In C++ the operator() method takes two std::string arguments by reference,
which the subclassed method can modify, and returns a value slot number.
In Python, we wrap this by passing two `bytes` objects to
__call__ and having it return a tuple of (value_slot, modified_begin,
modified_end).  For example::

  vrp = xapian.NumberValueRangeProcessor(0, '$', True)
  a = '$10'
  b = '20'
  slot, a, b = vrp(a, b)

You can implement your own ValueRangeProcessor in Python.  The Python
implementation should override the __call__() method with its own
implementation, which returns a tuple as above.  For example::

  class MyVRP(xapian.ValueRangeProcessor):
    def __init__(self):
      xapian.ValueRangeProcessor.__init__(self)
    def __call__(self, begin, end):
      return (7, "A"+begin, "B"+end)

The equivalent `RangeProcessor` subclass to `MyVRP` would look like this:

::

  class MyRP(xapian.RangeProcessor):
      def __init__(self):
          xapian.RangeProcessor.__init__(self)
      def __call__(self, begin, end):
          return xapian.Query(xapian.Query.OP_VALUE_RANGE, "A"+begin, "B"+end)
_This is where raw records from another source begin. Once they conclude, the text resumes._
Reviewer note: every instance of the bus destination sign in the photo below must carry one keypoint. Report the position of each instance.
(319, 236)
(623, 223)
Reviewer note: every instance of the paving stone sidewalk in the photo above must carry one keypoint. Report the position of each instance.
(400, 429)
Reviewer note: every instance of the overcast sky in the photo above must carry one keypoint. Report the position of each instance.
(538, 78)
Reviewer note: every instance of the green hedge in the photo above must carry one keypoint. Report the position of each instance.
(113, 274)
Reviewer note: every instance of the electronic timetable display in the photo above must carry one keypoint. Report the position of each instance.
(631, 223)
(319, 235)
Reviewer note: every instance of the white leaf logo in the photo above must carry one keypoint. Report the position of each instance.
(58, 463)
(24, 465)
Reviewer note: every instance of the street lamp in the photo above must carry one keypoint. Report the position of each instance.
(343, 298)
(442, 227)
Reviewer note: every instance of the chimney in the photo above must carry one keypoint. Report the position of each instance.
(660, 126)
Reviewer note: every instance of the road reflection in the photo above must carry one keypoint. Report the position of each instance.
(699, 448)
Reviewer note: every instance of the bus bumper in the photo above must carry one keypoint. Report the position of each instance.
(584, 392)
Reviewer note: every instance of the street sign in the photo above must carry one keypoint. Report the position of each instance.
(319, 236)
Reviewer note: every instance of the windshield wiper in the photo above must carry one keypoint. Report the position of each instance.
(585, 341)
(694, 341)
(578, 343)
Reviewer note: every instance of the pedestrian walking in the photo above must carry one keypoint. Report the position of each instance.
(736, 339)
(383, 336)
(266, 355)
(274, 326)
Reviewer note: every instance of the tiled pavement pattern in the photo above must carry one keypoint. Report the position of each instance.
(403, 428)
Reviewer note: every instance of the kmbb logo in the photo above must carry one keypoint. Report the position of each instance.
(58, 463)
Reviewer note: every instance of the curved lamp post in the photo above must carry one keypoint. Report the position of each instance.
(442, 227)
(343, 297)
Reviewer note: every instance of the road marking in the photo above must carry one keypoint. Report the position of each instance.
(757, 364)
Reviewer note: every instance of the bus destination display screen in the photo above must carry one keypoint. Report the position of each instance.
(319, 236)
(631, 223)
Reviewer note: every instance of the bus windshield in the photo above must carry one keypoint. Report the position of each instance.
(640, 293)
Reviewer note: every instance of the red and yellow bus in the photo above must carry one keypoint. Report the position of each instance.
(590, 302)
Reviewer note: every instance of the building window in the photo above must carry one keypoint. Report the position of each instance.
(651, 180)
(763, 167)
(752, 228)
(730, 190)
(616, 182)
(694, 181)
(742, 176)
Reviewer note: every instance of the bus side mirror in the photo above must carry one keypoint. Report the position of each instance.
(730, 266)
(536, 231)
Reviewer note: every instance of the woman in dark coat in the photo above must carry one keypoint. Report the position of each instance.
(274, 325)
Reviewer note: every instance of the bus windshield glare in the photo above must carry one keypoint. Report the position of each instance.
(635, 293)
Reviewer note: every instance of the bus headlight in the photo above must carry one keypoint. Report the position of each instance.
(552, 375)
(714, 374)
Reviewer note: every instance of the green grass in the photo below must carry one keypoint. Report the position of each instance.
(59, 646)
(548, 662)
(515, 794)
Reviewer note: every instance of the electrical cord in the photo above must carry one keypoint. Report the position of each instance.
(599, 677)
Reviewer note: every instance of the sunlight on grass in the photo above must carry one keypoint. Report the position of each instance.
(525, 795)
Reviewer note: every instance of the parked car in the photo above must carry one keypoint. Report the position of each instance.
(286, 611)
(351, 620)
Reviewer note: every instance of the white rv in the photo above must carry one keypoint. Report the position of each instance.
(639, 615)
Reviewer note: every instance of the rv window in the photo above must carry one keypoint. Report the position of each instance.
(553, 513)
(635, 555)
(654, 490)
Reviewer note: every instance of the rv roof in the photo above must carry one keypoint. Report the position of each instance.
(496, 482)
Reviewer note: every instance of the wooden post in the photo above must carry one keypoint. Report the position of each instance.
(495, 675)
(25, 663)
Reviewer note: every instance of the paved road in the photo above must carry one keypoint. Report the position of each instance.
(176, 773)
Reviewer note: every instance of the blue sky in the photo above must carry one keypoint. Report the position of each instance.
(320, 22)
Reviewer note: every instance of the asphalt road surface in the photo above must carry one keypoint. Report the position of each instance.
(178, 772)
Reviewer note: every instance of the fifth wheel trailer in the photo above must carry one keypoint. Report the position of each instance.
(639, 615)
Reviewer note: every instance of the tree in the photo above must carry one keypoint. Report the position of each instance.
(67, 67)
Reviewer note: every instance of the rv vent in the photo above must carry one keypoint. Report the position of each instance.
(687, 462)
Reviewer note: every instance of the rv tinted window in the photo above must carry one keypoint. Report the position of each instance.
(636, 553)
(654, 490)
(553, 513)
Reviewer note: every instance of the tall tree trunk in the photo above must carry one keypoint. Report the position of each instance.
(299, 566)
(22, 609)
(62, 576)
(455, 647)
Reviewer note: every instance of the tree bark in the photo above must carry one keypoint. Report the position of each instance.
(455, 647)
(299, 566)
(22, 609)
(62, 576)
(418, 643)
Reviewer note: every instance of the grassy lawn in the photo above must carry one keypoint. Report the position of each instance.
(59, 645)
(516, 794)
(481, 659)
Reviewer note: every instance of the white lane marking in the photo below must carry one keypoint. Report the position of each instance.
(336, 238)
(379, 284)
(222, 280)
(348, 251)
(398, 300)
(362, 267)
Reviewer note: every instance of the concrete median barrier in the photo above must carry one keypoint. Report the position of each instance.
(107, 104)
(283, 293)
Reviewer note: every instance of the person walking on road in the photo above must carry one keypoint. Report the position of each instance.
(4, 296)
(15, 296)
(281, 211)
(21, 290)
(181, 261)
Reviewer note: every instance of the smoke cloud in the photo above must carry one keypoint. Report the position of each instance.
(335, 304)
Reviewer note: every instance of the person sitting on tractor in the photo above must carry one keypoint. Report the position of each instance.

Return `xapian.Query(xapian.Query.OP_INVALID)` to signal that you don't want to
handle an offered range.

Apache and mod_python/mod_wsgi
==============================

Prior to Xapian 1.3.0, you had to tell mod_python and mod_wsgi to run
applications which use Xapian in the main interpreter.  Xapian 1.3.0 no
longer uses the simplified GIL state API, and so this restriction no
longer applies.

Test Suite
==========

The Python bindings come with a test suite, consisting of two test files:
`smoketest.py` and `pythontest.py`. These are run by the `make check` command,
or may be run manually.  By default, they will display the names of any tests
which failed, and then display a count of tests which run and which failed.
The verbosity may be increased by setting the `VERBOSE` environment variable,
for example::

 make check VERBOSE=1

Setting VERBOSE to 1 will display detailed information about failures, and a
value of 2 will display further information about the progress of tests.